Based on this idea, the researchers began to develop suitable materials that allow the adsorption of negatively charged virus surfaces. Until now, it has been difficult to create easily regenerated positively charged surfaces with high adsorption capacity, and systematic experimental studies have been scarce. For their investigations, the researchers therefore chose a model virus that is even smaller than the rotavirus: the bacteriophage MS2, which is only 27 nanometers in size—a virus that attacks bacteria but is harmless to humans. Using this model virus, the scientists were able to show that viruses in water adsorb to the filter surface to varying degrees depending on the water's pH. "This must be taken into account when developing new water treatment and filter technologies," says Graule.
In order to develop filter technologies that can capture viruses at the nanometer scale, Graule is focusing on composite materials that are functionalized in such a way that they specifically bind viruses. "In water, the surface of the virus particles is negatively charged. We were able to show how the virus particles attach themselves to positively charged surfaces," he explains. For example, the researcher is working in an international team on ceramic granules made of aluminum oxide, whose fine granules are coated with nanometer-thin layers of copper oxide. "Together with the ceramic, the highly porous copper layer forms a composite material with a positively charged and immensely large specific surface," says Graule. The researchers were also able to coat tiny multi-layer carbon nanotubes with copper oxide, thus enabling virus elimination.
In order to develop a cost-effective and sustainable filter technology, the researchers specifically utilize materials that can be recovered after use in the sense of a closed material cycle. It is also important that no filter components are washed out into the purified water. To this end, analytical methods for nano-safety still need to be developed so that the most suitable composite material can be determined. At the end of the project, a filter technology is expected to be available that is also suitable for water treatment in developing countries with their particularly high numbers of rotavirus and other water-borne diseases.

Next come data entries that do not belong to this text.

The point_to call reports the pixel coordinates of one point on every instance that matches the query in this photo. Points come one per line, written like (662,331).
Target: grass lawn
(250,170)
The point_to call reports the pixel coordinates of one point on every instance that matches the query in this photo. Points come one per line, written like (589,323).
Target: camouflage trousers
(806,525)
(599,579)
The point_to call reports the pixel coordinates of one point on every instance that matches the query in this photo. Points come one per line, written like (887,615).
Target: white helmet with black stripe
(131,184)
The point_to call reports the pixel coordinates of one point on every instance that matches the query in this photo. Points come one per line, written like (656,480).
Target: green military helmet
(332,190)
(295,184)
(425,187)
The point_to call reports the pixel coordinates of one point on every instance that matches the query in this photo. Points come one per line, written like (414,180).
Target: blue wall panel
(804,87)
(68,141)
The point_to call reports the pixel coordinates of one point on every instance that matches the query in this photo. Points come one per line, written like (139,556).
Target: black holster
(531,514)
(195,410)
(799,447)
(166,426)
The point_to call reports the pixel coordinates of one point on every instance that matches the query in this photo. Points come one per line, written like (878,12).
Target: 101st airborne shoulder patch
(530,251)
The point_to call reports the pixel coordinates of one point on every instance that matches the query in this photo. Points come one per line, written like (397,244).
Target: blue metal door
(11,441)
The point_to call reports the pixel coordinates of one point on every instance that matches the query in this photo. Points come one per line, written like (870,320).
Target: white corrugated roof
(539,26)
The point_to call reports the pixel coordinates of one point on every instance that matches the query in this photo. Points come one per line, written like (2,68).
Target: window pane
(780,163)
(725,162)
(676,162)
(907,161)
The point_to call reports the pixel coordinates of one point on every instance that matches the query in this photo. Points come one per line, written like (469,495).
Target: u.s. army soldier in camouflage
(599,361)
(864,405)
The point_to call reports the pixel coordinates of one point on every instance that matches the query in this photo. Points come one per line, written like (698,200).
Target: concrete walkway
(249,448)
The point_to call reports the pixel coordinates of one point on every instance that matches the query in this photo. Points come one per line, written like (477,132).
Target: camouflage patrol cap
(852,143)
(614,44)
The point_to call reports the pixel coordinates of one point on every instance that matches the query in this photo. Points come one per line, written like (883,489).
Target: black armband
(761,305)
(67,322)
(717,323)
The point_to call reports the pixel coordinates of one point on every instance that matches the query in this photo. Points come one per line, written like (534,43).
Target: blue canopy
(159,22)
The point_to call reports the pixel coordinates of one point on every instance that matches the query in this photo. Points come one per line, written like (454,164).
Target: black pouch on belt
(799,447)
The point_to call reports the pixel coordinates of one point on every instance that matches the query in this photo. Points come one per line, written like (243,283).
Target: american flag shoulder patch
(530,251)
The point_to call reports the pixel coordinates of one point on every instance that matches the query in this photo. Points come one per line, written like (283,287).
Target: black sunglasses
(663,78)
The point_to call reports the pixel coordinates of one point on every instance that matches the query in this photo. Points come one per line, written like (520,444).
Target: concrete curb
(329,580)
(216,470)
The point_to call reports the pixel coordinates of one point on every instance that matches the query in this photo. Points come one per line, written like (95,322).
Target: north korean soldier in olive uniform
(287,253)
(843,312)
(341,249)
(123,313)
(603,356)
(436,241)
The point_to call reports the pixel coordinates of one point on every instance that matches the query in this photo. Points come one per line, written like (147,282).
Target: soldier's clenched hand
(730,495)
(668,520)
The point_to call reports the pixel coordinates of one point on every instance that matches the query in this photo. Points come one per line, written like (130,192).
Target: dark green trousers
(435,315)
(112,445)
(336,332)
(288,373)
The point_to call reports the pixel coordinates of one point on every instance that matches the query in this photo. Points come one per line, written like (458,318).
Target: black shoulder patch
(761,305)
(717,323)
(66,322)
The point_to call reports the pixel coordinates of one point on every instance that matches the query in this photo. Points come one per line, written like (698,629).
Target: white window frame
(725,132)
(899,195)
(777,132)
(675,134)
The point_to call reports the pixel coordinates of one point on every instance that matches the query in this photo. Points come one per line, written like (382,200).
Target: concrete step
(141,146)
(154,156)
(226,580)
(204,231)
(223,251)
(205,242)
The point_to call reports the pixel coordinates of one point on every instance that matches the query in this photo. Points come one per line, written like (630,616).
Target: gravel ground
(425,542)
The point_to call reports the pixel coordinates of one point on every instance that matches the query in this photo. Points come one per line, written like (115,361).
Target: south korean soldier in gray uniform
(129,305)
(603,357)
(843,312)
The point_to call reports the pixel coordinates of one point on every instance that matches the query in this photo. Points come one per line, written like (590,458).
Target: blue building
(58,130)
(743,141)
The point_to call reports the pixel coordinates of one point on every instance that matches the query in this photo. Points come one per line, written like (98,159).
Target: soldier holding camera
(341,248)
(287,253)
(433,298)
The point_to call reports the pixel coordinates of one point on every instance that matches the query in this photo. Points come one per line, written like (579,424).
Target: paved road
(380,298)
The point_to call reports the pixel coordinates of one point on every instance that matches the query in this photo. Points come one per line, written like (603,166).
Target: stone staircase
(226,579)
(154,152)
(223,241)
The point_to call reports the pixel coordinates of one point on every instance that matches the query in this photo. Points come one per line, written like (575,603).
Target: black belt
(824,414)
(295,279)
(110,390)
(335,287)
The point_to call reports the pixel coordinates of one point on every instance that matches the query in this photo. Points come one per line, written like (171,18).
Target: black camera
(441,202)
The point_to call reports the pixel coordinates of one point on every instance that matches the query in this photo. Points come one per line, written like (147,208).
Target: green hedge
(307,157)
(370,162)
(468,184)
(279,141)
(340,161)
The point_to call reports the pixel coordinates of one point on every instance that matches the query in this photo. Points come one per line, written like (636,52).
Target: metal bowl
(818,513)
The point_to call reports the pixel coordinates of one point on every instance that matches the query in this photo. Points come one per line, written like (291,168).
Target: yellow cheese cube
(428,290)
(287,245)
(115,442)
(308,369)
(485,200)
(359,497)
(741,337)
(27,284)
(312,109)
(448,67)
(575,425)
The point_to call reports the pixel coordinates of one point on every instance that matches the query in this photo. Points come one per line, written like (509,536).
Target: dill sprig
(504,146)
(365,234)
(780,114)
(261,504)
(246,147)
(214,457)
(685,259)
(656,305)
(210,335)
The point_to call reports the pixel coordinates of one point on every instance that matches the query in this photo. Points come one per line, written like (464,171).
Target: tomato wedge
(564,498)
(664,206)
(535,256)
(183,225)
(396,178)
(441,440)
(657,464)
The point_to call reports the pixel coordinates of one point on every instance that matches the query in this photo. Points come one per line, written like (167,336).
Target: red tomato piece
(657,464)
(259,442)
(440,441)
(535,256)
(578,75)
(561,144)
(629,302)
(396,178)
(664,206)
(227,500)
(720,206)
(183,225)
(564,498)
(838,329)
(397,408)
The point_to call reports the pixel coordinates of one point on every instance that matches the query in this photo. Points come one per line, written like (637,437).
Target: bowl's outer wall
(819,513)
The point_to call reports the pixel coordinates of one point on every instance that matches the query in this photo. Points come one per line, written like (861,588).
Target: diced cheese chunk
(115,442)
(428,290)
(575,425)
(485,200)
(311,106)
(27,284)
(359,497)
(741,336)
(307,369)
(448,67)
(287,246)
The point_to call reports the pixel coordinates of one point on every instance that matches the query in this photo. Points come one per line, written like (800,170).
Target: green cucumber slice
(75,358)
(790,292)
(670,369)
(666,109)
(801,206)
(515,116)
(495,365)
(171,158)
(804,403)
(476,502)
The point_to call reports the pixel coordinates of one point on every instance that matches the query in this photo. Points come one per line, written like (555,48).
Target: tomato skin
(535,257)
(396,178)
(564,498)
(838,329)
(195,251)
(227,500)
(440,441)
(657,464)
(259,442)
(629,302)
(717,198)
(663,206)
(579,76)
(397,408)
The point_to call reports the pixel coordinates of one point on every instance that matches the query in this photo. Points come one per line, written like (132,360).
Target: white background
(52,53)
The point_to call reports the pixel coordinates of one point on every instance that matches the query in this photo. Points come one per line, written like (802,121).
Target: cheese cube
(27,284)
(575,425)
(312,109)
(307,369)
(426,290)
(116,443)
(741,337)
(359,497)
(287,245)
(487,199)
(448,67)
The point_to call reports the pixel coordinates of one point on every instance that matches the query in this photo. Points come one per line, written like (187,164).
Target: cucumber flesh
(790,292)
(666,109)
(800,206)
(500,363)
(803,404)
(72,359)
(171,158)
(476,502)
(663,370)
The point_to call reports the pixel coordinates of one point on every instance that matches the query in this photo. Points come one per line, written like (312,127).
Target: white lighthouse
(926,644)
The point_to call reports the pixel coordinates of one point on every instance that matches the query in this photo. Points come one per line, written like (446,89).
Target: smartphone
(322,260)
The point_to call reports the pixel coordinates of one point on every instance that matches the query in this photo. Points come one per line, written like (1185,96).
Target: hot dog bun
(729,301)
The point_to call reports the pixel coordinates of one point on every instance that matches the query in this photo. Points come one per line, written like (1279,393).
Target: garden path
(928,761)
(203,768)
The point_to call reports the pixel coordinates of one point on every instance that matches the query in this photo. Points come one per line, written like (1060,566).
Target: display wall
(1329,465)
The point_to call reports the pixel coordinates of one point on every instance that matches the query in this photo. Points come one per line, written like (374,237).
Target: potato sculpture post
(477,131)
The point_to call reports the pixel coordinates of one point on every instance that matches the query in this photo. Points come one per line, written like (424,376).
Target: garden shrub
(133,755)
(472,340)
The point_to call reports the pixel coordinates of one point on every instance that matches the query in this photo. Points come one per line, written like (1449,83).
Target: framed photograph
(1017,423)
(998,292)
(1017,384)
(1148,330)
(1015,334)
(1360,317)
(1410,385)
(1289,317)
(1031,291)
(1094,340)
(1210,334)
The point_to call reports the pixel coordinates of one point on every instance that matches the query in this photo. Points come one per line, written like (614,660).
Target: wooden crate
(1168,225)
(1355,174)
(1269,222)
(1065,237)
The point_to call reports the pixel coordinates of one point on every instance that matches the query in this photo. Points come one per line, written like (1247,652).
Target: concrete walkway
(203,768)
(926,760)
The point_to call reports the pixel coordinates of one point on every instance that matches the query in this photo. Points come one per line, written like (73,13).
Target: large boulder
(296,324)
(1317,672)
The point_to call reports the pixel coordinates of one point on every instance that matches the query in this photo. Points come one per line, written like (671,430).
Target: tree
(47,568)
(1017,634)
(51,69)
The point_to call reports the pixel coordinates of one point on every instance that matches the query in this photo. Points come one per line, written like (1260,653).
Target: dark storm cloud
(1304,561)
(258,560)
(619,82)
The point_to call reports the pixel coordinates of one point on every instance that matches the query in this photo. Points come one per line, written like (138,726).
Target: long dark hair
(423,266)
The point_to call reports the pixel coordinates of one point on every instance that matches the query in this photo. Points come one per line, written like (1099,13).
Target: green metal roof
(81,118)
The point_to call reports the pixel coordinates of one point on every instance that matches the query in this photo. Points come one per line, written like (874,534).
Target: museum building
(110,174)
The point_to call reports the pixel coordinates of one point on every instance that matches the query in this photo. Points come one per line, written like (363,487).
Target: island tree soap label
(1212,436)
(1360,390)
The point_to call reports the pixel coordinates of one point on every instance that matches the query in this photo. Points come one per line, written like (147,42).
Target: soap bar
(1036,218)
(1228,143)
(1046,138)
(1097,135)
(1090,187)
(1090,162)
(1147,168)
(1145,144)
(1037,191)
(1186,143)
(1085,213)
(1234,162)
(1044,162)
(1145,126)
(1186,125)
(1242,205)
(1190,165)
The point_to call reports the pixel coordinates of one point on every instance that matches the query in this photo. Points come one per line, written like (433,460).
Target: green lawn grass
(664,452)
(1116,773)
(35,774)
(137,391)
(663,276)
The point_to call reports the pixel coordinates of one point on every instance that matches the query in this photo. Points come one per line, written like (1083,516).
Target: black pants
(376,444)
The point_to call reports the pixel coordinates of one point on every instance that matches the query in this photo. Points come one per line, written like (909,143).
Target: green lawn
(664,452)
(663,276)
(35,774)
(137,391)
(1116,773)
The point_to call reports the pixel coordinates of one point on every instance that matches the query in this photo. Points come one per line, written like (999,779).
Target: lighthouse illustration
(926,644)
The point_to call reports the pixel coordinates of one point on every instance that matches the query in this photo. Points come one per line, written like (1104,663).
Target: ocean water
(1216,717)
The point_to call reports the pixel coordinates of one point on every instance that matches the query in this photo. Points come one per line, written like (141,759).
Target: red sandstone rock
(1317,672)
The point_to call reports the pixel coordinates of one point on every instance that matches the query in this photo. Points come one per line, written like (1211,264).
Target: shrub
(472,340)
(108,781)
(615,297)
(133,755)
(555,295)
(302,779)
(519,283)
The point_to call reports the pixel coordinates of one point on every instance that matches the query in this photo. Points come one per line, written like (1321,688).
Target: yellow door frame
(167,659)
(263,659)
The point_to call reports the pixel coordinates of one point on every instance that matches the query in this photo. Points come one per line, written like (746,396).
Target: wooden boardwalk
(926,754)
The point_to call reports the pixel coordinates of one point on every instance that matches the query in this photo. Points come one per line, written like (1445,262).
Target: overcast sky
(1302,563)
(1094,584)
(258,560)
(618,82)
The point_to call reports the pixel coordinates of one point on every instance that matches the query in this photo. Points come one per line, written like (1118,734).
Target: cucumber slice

Worldwide, around 3.4 million people, mostly children in structurally underdeveloped countries, die every year from water-borne diseases. Among the pathogens are single-cell parasites, such as amoebae and lamblia with a size of up to 40 micrometers. Bacteria such as salmonella, which cause typhoid fever, E. coli germs and cholera pathogens are significantly smaller (0.5 to 6 micrometers), but equally potent pathogens. With a size of 25 to 80 nanometers—about 100 to 1000 times smaller—viruses are the most difficult pathogens to filter out of water. In developing countries the contamination of drinking water with rotaviruses is particularly widespread, followed by other viruses such as the pathogens that cause hepatitis and polio.